J’ai donc fait un del­ta pilo­table clas­sique, en cou­ver­ture de sur­vie scot­chée. Mais j’ai paral­lè­le­ment vou­lu créer quelque chose de plus élan­cé, et la forme des oiseaux s’imposait.

J’ai donc com­men­cé à conce­voir et réa­li­ser des oiseaux pilo­tables (deux lignes) comme Jona­than (1994), le King, la Mouette.

Cela n’a pas été simple, le bri­dage pour faire tour­ner étant basé sur la défor­ma­tion de la machine ! J’ai alors vou­lu faire plus grand (3 mètres d’envergure), mais la pilo­ta­bi­li­té deve­nait pra­ti­que­ment impos­sible, l’aile “gau­chie” recu­lant et arrê­tant le dépla­ce­ment, et le déra­page deve­nant plus impor­tant que la rotation.

J’ai alors trans­for­mé ce cerf-volant en mono­fil : l’Oiseau bleu. Mais ceci néces­si­ta un an de recherche et de modi­fi­ca­tions pour trou­ver le prin­cipe qui rende stable un engin sans queue, ultra-court (25 cm) et ultra-large (300 cm).

Ensuite j’ai conçu d’autres modèles dont l’Oiseau light pour la pétole, la chouette blanche Har­fang pour le vol de nuit.

Enfin, j’ai vou­lu faire plus grand, et j’ai extra­po­lé l’Oiseau bleu en le modi­fiant pour réa­li­ser l’Alba­tros de 6 mètres d’envergure. Celui-ci est une réus­site : bien stable, il vole de force 1 à force 7. Je suis même pas­sé plus tard à 8 mètres avec Megoel. »

Il faut beaucoup marcher

J’emprunte ce récit au site de Maxime Rous­selle sur la Toile, où l’on trou­ve­ra aus­si un his­to­rique du cerf-volant, dans ses diverses uti­li­sa­tions, y com­pris mili­taires et scien­ti­fiques ; ain­si que de pré­cieuses indi­ca­tions pra­tiques sur les plans et tech­niques de construc­tion, ain­si que sur le manie­ment de ces élé­gants aéronefs.

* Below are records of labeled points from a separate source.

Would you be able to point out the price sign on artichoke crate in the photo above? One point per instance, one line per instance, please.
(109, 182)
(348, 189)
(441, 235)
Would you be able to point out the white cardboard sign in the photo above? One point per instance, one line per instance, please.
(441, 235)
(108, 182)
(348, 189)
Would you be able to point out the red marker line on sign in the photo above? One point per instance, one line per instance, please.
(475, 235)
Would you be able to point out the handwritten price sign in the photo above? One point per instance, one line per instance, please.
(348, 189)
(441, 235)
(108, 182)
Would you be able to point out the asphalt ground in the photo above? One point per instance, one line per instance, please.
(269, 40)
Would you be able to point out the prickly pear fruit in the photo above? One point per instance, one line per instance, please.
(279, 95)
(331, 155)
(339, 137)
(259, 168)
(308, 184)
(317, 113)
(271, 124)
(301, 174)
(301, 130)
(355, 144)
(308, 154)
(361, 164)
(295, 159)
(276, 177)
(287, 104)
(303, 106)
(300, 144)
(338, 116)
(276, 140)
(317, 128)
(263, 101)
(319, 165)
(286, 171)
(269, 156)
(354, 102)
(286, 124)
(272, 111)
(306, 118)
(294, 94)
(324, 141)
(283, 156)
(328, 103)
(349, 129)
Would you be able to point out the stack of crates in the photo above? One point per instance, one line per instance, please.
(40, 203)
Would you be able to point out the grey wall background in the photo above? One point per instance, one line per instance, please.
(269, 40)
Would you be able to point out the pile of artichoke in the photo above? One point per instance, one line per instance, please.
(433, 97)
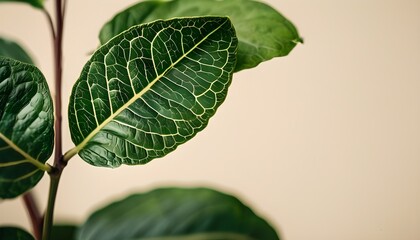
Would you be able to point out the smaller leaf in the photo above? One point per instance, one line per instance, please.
(13, 233)
(34, 3)
(13, 50)
(177, 214)
(26, 127)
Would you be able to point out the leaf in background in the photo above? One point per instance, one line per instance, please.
(263, 33)
(26, 127)
(177, 214)
(151, 89)
(12, 50)
(34, 3)
(63, 232)
(13, 233)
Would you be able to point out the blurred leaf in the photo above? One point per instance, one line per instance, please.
(64, 232)
(177, 214)
(150, 89)
(34, 3)
(26, 127)
(263, 33)
(12, 50)
(13, 233)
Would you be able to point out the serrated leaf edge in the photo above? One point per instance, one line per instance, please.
(69, 154)
(28, 158)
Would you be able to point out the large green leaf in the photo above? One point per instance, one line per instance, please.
(13, 50)
(64, 232)
(263, 33)
(150, 89)
(34, 3)
(13, 233)
(177, 214)
(26, 127)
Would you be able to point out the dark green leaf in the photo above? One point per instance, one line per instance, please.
(34, 3)
(177, 214)
(13, 233)
(64, 232)
(150, 89)
(12, 50)
(26, 127)
(263, 33)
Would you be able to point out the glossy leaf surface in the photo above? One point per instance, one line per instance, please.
(64, 232)
(34, 3)
(13, 233)
(26, 127)
(13, 50)
(263, 33)
(151, 89)
(177, 214)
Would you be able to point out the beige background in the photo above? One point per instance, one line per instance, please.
(325, 143)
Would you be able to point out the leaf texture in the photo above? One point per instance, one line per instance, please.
(13, 50)
(177, 214)
(26, 127)
(34, 3)
(150, 89)
(263, 33)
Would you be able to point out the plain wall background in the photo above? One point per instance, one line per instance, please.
(325, 143)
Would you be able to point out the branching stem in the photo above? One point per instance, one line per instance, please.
(59, 164)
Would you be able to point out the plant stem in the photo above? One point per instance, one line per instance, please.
(49, 214)
(59, 164)
(34, 214)
(58, 60)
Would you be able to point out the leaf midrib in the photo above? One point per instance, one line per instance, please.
(81, 145)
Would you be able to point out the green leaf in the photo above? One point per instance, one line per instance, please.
(26, 127)
(13, 50)
(34, 3)
(64, 232)
(263, 33)
(177, 214)
(150, 89)
(13, 233)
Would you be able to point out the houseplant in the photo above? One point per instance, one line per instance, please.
(151, 86)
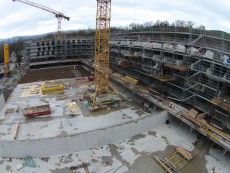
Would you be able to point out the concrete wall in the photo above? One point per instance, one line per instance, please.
(84, 141)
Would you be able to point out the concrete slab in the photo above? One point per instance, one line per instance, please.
(64, 131)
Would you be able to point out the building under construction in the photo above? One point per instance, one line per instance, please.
(172, 81)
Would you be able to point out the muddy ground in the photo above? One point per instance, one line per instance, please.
(53, 73)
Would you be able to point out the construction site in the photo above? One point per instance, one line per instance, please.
(128, 101)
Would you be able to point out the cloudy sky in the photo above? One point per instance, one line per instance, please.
(20, 19)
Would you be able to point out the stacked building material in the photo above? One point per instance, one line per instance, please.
(52, 87)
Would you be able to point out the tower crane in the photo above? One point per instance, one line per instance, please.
(102, 49)
(57, 14)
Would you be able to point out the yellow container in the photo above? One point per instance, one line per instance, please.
(6, 54)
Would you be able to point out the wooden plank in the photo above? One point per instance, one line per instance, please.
(16, 131)
(162, 164)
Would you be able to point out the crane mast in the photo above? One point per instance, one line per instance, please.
(57, 14)
(102, 49)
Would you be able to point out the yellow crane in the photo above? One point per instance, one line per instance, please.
(6, 60)
(57, 14)
(102, 49)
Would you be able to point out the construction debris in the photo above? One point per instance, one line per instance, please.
(52, 88)
(171, 162)
(16, 131)
(37, 110)
(73, 107)
(9, 110)
(184, 153)
(83, 165)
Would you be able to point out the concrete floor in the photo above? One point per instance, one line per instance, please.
(132, 155)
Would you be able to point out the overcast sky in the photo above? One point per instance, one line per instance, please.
(20, 19)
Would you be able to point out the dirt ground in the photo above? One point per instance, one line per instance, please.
(53, 73)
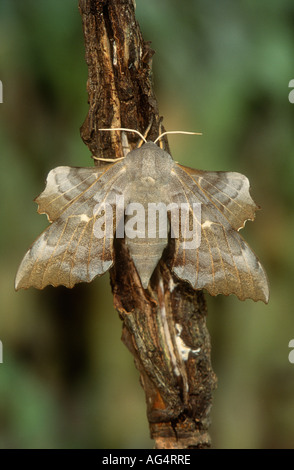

Le même site inclut aus­si le jour­nal de Maxime Rous­selle, où il narre ses par­ti­ci­pa­tions à des ren­contres de cerfs-volistes, dans tout l’Hexagone : les grands fes­ti­vals inter­na­tio­naux, Berck et Dieppe qui durent cha­cun une semaine avec la par­ti­ci­pa­tion des plus grands cerfs-volistes du monde entier, mais aus­si des fes­ti­vals de clubs tous les week-ends de mars à octobre, voire de petites ren­contres locales à trois ou quatre cerfs-volistes.

Et cela dans toute la France sur des plages en géné­ral très ven­tées ou dans les terres où il faut au contraire sou­vent des machines légères. Éga­le­ment quelques séances indoor l’hiver dans des gym­nases où il faut beau­coup mar­cher mais sur­tout avoir construit ultra-light.